DIVIDEND PAYMENT Vs CAPITAL SPEND: The debate on dividend payment versus capital reinvestment comes down to how well the capital can be put to use by the E&P companies. For some investors, the question raised becomes, would I rather be paid my dividend and put the money to work myself or leave the funds with the E&P Company to continue to generate returns on investment on my behalf? In this regard, visibility on operational cost, activity and other factors must be put into consideration in the local environment, and if the E&P companies are unable to generate superior returns for their shareholders, then dividend payment should be prioritized over capital reinvestments.

Return on investment is based on global events, which drives the profitability of E&P companies.
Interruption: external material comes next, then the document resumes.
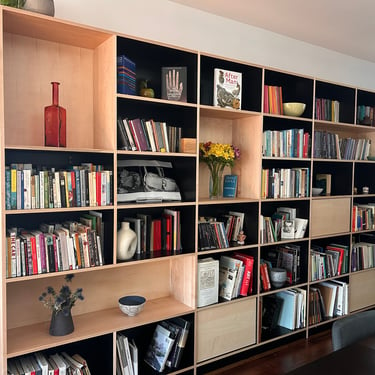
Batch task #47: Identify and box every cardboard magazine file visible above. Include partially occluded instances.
[117,159,181,203]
In the last 10 years, we have seen the price of oil crash because of the introduction of shale in the US. The recent power tussle between Saudi Arabia and Russia, has proven how significantly our investments can be impacted based on disagreements by other oil producing nations, hence the need for investors to regularly revisit their investments in the industry, as the investment risk profiles are regularly changing.

For companies like Blue Polygon Nigeria Limited, which offers subsea and asset integrity services mainly in Nigeria and West Africa, they have successfully created a business model that supports JV partnerships with both local and international companies. They have a strong risk-averse approach to their business which includes regular review of exposures, commitments, CAPEX levels and other risks that can impact the company in particular and the industry at large.

Finally, it is expedient that OFS companies look at areas where barriers to entry are high and add significant value to the value chain of their clients.